Estate Planning

No plan for member deaths precarious

SMSFs that do not consider what happens if a member passes away will face numerous challenges in the fund’s wind-up, according to a superannuation technical expert.

During a specialist technical workshop at the SMSF Association 2017 National Conference in Melbourne last week, BT Financial Group head of financial literacy and advocacy Bryan Ashenden said the death of a member did not necessarily spell the end of the SMSF, however, if the fund was not set up properly at the outset, having to wind it up could be a headache for already grieving loved ones.

Each year thousands of SMSFs were wound up and not all of them were done so in the best interests of their members, Ashenden said.
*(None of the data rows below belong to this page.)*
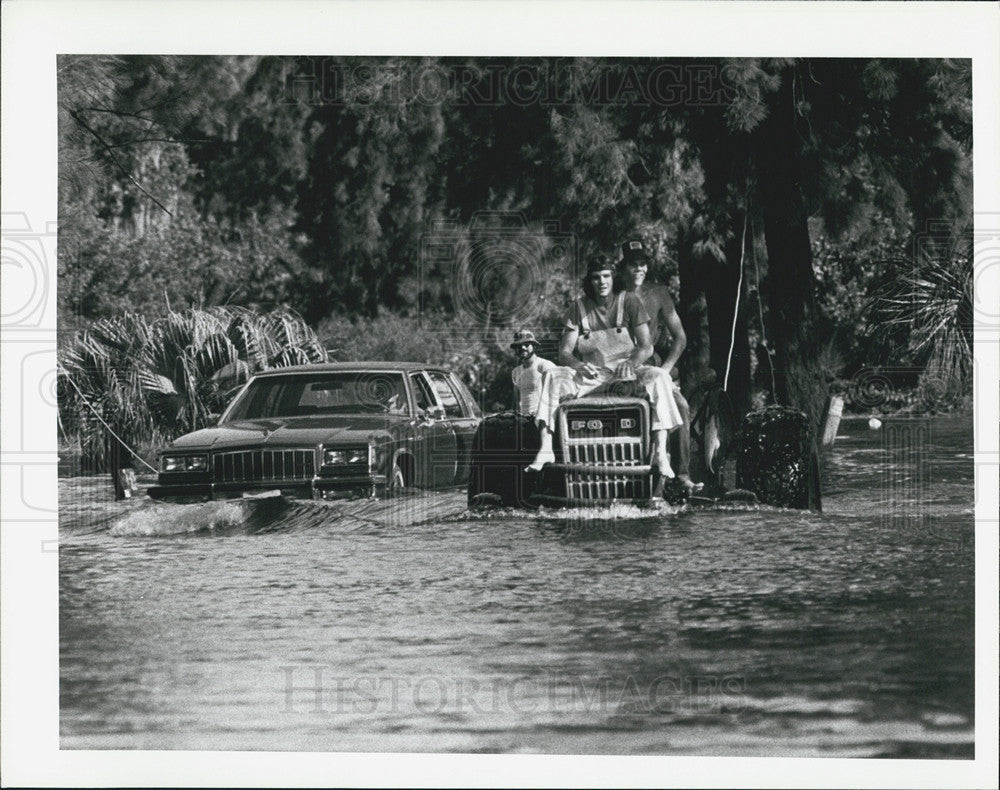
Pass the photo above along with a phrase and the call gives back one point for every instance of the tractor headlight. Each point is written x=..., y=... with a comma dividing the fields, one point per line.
x=183, y=463
x=346, y=455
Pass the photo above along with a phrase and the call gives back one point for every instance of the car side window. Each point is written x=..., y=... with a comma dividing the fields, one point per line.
x=463, y=393
x=422, y=392
x=447, y=395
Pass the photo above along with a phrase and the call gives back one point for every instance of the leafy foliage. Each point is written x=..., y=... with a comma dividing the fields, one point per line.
x=188, y=183
x=161, y=378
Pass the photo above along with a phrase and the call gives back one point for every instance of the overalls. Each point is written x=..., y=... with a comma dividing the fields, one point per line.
x=605, y=348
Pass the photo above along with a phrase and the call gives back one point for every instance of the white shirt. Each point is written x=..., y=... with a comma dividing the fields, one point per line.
x=528, y=383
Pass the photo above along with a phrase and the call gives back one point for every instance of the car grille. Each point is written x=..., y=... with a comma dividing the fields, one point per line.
x=255, y=466
x=606, y=445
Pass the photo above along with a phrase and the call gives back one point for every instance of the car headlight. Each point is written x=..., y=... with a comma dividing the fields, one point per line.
x=346, y=455
x=183, y=463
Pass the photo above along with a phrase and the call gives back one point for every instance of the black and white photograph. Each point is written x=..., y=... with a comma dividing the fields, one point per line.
x=506, y=399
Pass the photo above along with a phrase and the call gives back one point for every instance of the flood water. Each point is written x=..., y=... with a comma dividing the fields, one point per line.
x=416, y=626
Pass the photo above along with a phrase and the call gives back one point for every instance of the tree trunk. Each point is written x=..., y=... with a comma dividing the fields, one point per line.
x=722, y=284
x=788, y=286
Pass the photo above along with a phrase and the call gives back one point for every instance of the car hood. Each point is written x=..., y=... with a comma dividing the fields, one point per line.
x=293, y=432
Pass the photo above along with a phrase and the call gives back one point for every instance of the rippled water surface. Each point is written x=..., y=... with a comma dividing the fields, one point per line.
x=416, y=626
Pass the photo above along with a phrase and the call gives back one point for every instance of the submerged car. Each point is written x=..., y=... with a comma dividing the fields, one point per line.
x=326, y=431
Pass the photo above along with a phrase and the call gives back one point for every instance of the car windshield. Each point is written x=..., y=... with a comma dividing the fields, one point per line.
x=299, y=395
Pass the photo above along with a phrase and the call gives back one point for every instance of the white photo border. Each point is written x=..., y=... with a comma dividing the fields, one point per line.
x=34, y=33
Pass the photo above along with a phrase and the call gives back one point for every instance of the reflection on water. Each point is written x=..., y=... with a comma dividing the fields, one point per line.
x=414, y=625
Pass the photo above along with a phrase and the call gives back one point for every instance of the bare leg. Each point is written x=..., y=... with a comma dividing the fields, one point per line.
x=661, y=458
x=545, y=453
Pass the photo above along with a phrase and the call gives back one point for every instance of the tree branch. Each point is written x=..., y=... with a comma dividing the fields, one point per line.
x=114, y=159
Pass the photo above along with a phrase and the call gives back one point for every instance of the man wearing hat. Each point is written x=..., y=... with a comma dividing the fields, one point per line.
x=527, y=375
x=606, y=337
x=664, y=326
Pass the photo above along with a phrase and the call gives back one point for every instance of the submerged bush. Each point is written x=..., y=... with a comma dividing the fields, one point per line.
x=153, y=380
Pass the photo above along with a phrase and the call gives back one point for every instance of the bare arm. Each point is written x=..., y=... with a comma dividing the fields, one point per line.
x=673, y=323
x=643, y=345
x=566, y=348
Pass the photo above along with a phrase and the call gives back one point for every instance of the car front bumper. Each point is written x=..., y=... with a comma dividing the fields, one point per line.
x=317, y=488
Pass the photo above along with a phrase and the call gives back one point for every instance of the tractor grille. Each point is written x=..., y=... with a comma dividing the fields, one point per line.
x=255, y=466
x=613, y=435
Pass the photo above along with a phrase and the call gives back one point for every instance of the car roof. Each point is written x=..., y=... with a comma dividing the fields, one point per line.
x=328, y=367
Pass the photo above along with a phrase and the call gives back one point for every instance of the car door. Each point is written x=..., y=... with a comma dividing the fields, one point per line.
x=435, y=446
x=459, y=411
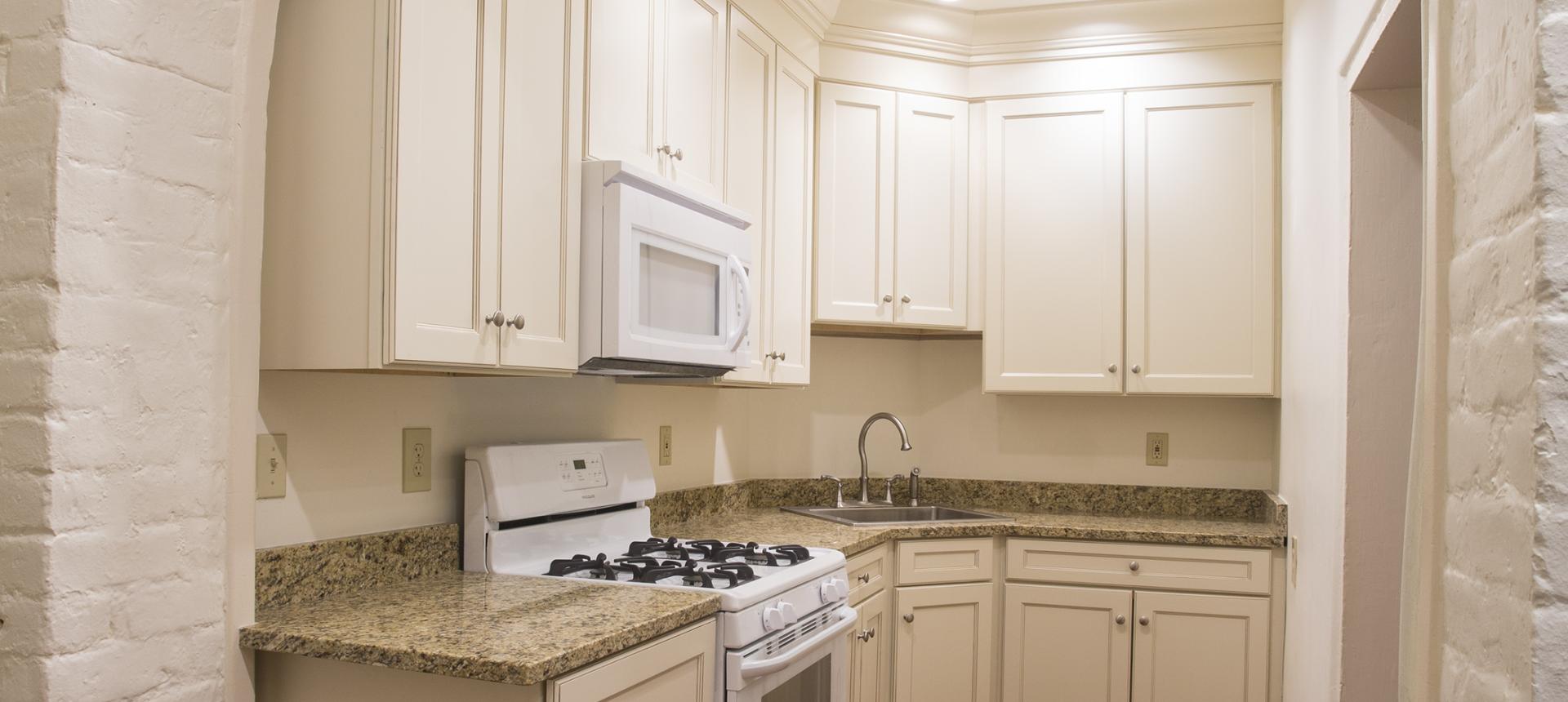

The main reasons an SMSF might be wound up after the loss of a loved one included poor estate planning, lack of an appropriate power of attorney, incomplete or expired benefit nominations, illiquid investments, a limited understanding of the SMSF structure and personal insurance that was incompatible with the trust deed and legislative change, he noted.

“Of course, in some instances winding up the SMSF may absolutely be the right decision,” he said.

“If the member who has passed away has primary responsibility for managing the SMSF, and the other member or members simply aren’t interested in continuing it, then it is absolutely the right decision to wind it up.

“But many clients may want to continue on and there needs to be options for them to stay on as trustees.”

He said there were simple steps that could be applied either at the beginning or along the way to prevent unnecessary closures.

The trust deed was key, alongside a well-thought-out investment strategy, regular and thorough reviews, ongoing record-keeping including timely tax returns, financial statements and member statement audits, he noted.

He also reminded delegates that from 1 July, the changes to superannuation law might also mean previously well-planned death benefit strategies were no longer able to be achieved.

“As Australians can only have a maximum of $1.6 million in pension phase, the death of a loved one – whose super balance may be topped up by an insurance payout – may result in money leaving the super system, rather than being paid as a pension,” he said.

“SMSFs are definitely not a ‘set and forget’ option and the implications for establishing a binding nomination are important to understand.

“It’s worth considering whether the death benefit nomination has more than one option and to prioritise them accordingly.

“Prioritising the death benefit nomination can avoid any questions around the estate being unnecessarily challenged.”

He listed important key factors to note in order to cope with the departure of a fund member: the intention or wishes of the members should be met, benefits should be able to be paid in an orderly fashion, the SMSF should be able to continue to operate, trustees should be appointed and removed as required, and records should be available for at least 10 years prior to the wind-up.